- Érico (WUG Control) 5-0, 10-0
- Naka (UR Aggro) 4-2, 9-4
- Vitinho (UB Aggro-Milling) 3-2, 6-4
- Sam (G Midrange) 2-2, 4-5
- Kam (BR Aggro-Control) 1-3, 2-6
- Jão (WU Aggro) 1-3, 2-6
- Caio (WU Midrange) 0-4, 1-8
The lone control deck dominated an otherwise balanced draft with several atypical builds. My UR Aggro was supposed to be an aggro-control, only I could not pick bounce, counterspells or any sort of tempo cards. Blue was spread very thin over 5 out of 7 people, while green, black and red were run by only 2.
Simic Growth Chamber
Wall of Blossoms
Defense of the Heart
Wrath of God
Meloku the Clouded Mirror
Akroma, Angel of Wrath
What's cool about this deck is that its average card quality is probably the lowest between all decks, but the worse cards work to make sure that the big guns have maximum impact when they are brought out. At the start of the game, the deck just stalls with its defensive creatures (including 3 walls) and develops its mana base. This forces aggro opponents (that is, all the other 6 decks) to stretch and cast a lot of threats, which plays right into the deck's mass removal. Meloku the Clouded Mirror, Steel Hellkite and Akroma, Angel of Wrath come out next, as the amazing win conditions they are.

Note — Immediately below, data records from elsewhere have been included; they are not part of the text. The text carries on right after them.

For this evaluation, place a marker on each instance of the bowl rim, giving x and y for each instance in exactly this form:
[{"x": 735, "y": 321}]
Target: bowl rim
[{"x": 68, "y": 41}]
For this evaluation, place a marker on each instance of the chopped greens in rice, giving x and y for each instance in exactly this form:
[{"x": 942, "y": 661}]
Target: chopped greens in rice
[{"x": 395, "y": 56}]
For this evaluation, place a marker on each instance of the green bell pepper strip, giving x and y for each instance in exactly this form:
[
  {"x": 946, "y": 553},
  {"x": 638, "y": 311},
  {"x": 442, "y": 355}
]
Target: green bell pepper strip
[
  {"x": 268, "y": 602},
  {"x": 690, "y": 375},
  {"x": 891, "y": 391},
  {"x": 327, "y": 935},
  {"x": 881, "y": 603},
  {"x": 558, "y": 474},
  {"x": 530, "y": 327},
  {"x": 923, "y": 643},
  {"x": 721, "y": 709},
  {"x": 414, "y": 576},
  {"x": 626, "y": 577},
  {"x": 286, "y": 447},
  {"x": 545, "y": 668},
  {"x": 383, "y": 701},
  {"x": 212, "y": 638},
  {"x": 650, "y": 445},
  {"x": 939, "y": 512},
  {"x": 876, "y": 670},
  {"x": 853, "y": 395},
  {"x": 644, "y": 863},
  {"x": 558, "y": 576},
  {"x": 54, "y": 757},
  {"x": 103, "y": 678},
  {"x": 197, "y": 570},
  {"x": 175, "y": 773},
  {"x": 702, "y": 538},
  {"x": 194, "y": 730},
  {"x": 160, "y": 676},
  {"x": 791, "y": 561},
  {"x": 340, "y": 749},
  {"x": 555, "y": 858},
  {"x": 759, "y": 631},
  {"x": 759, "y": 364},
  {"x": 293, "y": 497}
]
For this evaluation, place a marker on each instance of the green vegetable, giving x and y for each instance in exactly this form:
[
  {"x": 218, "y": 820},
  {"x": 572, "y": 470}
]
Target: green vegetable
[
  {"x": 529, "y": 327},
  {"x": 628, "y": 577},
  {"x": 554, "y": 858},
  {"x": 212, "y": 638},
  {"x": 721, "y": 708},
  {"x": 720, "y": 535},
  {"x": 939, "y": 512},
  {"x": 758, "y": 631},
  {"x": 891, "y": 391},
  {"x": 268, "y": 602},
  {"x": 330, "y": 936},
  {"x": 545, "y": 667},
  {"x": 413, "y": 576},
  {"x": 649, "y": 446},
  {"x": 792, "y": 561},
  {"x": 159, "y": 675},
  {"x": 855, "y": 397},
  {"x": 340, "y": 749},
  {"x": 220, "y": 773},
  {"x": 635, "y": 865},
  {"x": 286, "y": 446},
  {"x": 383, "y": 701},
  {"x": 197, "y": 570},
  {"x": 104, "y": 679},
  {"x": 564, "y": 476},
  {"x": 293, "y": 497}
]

While too slow to punish opponents that had mana troubles at the beginning, the card drawing and deck thinning cause the draws to improve turn after turn, creating a pretty cohesive, consistent and predictable control deck.
Creeping Tar Pit
Duskmantle, House of Shadow
Oona, Queen of the Fae
Curse of the Bloody Tome
Sword of Light and Shadow
Inquisition of Kozilek
While the previous deck was extremely focused, this one attacks in two completely different angles. Rathering than defending during the first turns like a "normal" milling deck would do, the portion of the deck that would be dedicated to defense is actually a very aggressive curve of black critters. This is atypical, but not meaninless, since: 1 - an opponent with a slow start will outright lose; 2 - the opponent will have to spend resources to control this first attack wave, putting himself in a defensive position.
If the opponent controls this first angle of attack, the deck will switch to attacking by milling. In limited, after 10 turns of play each player has at most 23 cards in his deck, and usually around 20 due to their own draw/searching effects. This makes the 5 milling cards in the deck very scary by themselves and a fine win condition if more than one sticks.
The deck's strength is that it is very versatile, running a handful of aggressive cards, another of classic control cards, but mostly wildcards that can be used either way. It has enough card advantage and individual quality to attack well in two dimensions in the same game, turning out quite chaotic and unpredictable both to play with and against.